Thursday, January 6, 2011

Why I don't believe

What started it for me was the Book of Abraham. I sat and pondered the facsimiles (especially number 3 and whether it was a scene that could represent Abraham on Pharaoh's throne or something else) and wondered whether or not the symbols on the hieroglyphs had ever been actually translated to vindicate Joseph's claim. When I read up on the question, it turns out they had and Joseph Smith was wrong. The papyrus scrolls contained nothing more than funerary prayers for the departed. It was then that I began to ask the question, If Joseph was wrong in his translation of some Egyptian papyrus, what else could he have been wrong about? This opened everything up for me.

I read and grappled with all the apologetic responses, but they all came out sounding like excuses to me. I also discovered a pattern in the method of LDS apologists. The responses I found tended to fall into the pattern of 1) Deny the questions' relevance 2) Deflect attention away from the question at hand and if those two methods don't work 3) Overwhelm with information. This, of course, called into question all of Joseph's ability to translate for me.

Once I came to the realization that Joseph probably did not have all the answers, I began to see things throughout the scriptures that didn't add up. I am amazed at how much I did not see before. For example D&C 132:54 tells Emma that she will be destroyed if she doesn't go along with Joseph's polygamy. Why did God feel the need to threaten her with destruction? Then there is the story surrounding D&C 111. Basically Joseph was told there was treasure to be obtained in Salem, MA. He went there on a treasure hunt and found nothing. Did God lie to Joseph or was he just mistaken? There are many others that began to stick out as glaring examples of outright deception at the worst to confusion about what God meant at the best. I concluded (from these and many, many other examples from church history) that maybe Joseph wasn't a prophet at all, but merely a man who was either actively deceiving everyone or truly believed in his calling and was just doing what he thought was best.
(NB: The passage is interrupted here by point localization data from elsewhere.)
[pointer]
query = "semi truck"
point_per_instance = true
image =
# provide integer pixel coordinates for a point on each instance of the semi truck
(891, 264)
It became apparent to me that regardless of his intent (both conclusions can be well supported) he wasn't anything spectacular in the overall scheme of history as far as what he claimed compared to others in his day. In fact, I believe if it weren't for the saints' migration to Utah, the church would probably be an insignificant movement today.
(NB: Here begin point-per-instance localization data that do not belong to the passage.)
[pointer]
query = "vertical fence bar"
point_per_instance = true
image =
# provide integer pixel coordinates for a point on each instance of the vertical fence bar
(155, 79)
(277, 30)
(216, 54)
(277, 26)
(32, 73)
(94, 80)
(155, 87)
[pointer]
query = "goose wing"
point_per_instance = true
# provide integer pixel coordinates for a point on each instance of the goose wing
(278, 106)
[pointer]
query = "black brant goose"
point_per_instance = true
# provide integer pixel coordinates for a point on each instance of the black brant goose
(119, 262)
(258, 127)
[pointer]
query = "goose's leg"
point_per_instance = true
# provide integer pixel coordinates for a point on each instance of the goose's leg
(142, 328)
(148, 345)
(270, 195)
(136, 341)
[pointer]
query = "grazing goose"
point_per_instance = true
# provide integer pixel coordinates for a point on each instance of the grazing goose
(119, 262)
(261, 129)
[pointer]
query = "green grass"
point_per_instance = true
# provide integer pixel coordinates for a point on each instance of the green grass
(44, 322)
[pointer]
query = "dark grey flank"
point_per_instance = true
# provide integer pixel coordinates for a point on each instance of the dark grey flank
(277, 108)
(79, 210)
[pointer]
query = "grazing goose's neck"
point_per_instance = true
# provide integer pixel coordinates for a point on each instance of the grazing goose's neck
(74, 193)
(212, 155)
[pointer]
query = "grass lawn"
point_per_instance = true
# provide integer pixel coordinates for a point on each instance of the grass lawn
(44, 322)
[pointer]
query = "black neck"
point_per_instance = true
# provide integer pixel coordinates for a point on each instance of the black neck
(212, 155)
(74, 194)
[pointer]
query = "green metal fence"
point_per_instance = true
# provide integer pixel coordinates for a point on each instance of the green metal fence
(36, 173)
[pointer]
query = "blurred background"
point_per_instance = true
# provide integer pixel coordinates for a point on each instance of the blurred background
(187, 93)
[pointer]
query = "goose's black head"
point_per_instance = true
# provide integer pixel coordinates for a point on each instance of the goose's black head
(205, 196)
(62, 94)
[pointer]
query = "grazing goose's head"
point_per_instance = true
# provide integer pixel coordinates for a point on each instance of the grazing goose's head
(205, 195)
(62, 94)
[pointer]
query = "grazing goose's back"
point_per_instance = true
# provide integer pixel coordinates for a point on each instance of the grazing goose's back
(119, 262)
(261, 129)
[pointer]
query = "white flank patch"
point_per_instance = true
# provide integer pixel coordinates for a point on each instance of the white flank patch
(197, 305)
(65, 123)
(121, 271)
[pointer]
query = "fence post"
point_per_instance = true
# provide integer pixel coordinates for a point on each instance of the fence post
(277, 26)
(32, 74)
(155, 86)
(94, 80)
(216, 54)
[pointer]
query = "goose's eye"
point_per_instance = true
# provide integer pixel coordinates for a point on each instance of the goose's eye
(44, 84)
My conclusions didn't happen overnight. It took me literally a solid year of reading and studying different things until I finally drew the conclusions that I did. I was a serious student of Joseph Smith and the origins of Mormonism. I read Fawn Brodie's No Man Knows My History, I perused Robert Bushman's Rough Stone Rolling, I read Charles Larson's book, By His Own Hand Upon Papyrus, I read the different accounts of Josephs first vision, I read a biography of Sidney Rigdon, I read Michael D. Quinn's Mormonism and the magic world view, I read up on the Solomon Spaulding controversy, I read from the Journal of Discourses, etc., etc.

Then one night, about a year and a half ago, in a hotel room in Kansas City Missouri I knelt and prayed for a truly objective answer to prayer. The only answer I have ever received since that day is silence. God has apparently forsaken me in my desire to obtain a faithful explanation for all the questions and concerns I had.

Now things jump out at me and I am continually facing new realizations about how things just don't make sense about what I used to believe. Things that are said in church really bother me. Things in the scriptures bother me. When you say, "Like what?" I could do a commentary on all the standard works and point out example after example of things that just don't add up for me.

I am at a point now, where I am struggling to re-orient myself and re-establish a basis for my moral code. So far the best I have come up with is that life and it's preservation is of utmost importance to me. I can't explain or even begin to guess what will happen in the hereafter, but I don't worry about it anymore (and that is such a relief!).

I feel truly free to live my life as I desire, no longer in fear of what the church thinks or wants me to be doing. I have taken back my power and can say no to callings, etc. One thing I remember saying when I got to the point I am at is "Thankfully, now I can get off the merry-go-round". That was what the church had become for me, a merry-go-round that just never stopped. I used to think of the body of the church as a train, that I had to make sure I stayed on so I didn't get left behind. Now I realize that, if it is a train, it is moving in a small circle. Never arriving, just coming around again and again and rather than trying to get aboard and make sure I stay on, it took getting off to have things make sense again.